20220712 071627
"Do przodu, dziewczyny!" Sary Marcus to wciągająca opowieść o niepozornej rewolucji, która na początku lat 90-tych kiełkowała w amerykańskich salach koncertowych, szkołach i mieszkaniach, czyli wszędzie tam, gdzie dziewczyny spotykały się, żeby rozmawiać o ważnych sprawach. Wszystko zaczęło się w Olympii w stanie Waszyngton, gdzie odbywały się pierwsze spotkania dotyczące seksizmu na scenie punkowej. Z czasem było ich coraz więcej, a do tworzącego się spontanicznie ruchu przylgnęło określenie Riot Grrrls, które zaczęło się pojawiać w piosenkach, na koszulkach i rozpowszechnianych własnym sumptem zinach. Ruch Riot Grrrl łączył w sobie aktywizm polityczny i społeczny, feminizm trzeciej fali oraz wyrazistą muzykę. Jego idee były rozpowszechniane dzięki twórczości takich zespołów jak Bratmobile czy Bikini Kill, które prowokowały mocnymi tekstami i zachowaniem na koncertach, jednocześnie zapraszając dziewczyny pod samą scenę, gdzie miała być dla nich bezpieczna przestrzeń.

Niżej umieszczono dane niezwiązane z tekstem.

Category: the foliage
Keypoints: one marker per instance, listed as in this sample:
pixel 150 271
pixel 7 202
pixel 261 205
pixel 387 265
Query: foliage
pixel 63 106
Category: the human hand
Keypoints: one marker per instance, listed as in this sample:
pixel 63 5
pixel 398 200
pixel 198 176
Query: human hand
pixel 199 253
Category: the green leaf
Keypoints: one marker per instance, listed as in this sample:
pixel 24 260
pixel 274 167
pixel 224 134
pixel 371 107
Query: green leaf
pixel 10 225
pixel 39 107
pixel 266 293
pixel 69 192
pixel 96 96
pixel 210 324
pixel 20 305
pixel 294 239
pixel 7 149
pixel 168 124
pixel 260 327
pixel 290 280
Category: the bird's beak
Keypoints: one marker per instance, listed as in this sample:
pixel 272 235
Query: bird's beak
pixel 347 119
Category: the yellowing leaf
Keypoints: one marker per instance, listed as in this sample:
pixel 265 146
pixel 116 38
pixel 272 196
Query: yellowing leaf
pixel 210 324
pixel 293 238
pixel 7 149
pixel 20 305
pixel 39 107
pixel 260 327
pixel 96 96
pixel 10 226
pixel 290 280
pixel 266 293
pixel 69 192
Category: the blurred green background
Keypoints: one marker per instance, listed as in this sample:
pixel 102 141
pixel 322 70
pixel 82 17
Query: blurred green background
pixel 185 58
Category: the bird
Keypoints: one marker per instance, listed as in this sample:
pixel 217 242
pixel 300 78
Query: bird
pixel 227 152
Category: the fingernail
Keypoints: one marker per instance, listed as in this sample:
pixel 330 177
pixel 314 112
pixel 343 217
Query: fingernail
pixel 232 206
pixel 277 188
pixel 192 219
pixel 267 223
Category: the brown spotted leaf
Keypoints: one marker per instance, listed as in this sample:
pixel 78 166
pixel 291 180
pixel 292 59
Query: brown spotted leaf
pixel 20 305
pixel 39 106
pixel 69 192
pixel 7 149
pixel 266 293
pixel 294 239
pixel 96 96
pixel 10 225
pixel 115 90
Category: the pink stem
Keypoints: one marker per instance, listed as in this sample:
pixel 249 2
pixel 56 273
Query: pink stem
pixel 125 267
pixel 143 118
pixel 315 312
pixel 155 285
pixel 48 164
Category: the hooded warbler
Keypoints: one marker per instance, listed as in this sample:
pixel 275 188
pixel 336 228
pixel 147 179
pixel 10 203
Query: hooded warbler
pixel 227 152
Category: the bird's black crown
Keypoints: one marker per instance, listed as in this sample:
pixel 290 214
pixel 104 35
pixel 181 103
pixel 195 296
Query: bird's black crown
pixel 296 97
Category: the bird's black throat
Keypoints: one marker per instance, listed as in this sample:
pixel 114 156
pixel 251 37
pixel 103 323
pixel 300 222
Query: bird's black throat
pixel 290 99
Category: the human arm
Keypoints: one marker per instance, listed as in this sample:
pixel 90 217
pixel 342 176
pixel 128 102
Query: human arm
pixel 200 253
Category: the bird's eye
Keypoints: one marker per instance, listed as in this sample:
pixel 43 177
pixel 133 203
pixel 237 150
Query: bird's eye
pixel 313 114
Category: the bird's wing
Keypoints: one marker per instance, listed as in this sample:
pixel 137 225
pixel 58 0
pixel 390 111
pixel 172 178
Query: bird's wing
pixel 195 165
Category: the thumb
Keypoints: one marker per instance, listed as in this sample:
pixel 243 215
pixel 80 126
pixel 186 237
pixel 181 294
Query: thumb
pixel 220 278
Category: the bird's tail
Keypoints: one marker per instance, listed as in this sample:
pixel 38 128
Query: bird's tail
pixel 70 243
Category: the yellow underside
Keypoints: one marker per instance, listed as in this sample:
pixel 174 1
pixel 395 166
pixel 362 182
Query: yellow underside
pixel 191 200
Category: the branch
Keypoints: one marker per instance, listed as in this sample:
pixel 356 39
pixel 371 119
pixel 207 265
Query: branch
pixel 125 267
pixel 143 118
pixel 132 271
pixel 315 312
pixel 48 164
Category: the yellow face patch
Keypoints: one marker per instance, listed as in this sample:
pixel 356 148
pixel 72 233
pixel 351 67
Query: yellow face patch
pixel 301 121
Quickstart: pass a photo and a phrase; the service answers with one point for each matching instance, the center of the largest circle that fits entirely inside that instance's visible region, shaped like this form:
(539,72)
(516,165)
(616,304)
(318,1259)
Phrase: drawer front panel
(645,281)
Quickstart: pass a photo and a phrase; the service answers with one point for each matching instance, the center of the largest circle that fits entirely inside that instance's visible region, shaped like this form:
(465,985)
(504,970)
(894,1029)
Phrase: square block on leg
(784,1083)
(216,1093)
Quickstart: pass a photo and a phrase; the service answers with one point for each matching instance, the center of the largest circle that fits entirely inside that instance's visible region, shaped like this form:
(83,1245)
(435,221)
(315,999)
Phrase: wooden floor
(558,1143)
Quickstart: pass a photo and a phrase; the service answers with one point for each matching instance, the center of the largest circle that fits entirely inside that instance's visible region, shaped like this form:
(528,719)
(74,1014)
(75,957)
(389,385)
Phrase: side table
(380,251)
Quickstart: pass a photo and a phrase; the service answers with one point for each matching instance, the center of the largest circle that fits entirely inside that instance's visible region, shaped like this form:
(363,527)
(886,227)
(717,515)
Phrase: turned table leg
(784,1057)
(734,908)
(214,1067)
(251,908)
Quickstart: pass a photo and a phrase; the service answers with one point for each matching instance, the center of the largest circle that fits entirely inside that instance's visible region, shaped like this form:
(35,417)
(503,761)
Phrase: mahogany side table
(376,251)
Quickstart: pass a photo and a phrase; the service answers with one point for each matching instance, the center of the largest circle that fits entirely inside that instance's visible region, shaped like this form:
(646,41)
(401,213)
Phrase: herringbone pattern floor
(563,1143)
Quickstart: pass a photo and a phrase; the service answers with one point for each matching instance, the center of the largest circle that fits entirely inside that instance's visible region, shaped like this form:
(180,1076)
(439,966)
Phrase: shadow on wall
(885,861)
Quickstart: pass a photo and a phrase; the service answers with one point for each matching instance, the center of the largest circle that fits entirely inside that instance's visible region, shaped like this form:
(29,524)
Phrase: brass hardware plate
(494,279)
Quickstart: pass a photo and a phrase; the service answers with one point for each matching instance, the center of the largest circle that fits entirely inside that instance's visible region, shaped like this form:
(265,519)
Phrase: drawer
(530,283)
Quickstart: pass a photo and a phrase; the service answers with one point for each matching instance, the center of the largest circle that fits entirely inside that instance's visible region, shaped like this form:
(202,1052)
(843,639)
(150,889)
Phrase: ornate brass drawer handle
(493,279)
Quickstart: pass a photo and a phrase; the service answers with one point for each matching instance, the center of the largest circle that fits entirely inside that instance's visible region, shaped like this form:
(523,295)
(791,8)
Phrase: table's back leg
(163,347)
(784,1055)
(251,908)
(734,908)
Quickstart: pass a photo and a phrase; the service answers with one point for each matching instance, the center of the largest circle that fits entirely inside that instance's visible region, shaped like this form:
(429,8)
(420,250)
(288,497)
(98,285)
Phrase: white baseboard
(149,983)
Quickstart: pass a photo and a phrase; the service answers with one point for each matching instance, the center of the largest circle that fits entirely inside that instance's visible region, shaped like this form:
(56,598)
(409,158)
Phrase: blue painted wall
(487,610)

Sara Marcus z dużym przywiązaniem do detali opisuje ewolucję ruchu Riot Grrrl na wielu poziomach ich działalności. Przedstawia czytelnikom aktywistki, redaktorki zinów oraz artystki. Jedną z takich postaci jest Kathleen Hanna, liderka i wokalistka zespołu Bikini Kill, która pomimo rozwijającej się kariery muzycznej zawsze pozostawała wsparciem dla całego ruchu. Autorka pokazuje też, jak funkcjonowały oddolne grupy wsparcia, jak wydawano, kserowano i rozsyłano ziny, jak organizowano feministyczne festiwale i koncerty lokalnych zespołów. Chociaż Riot Grrrl nie był ogromnym ruchem, to z pewnością przyczynił się do pewnych zmian, które dzisiaj uznajemy za oczywiste – jak choćby to, że kobiece zespoły punkowe i rockowe to nic dziwnego. Sara Marcus pokazuje też, że wiele spraw, które wkurzały Riot Grrrls, niestety są wciąż aktualne i trzeba z nimi walczyć. Tym bardziej warto przeczytać "Do przodu, dziewczyny!" i poszukać w historii aktywistek z Olympii inspiracji do działania.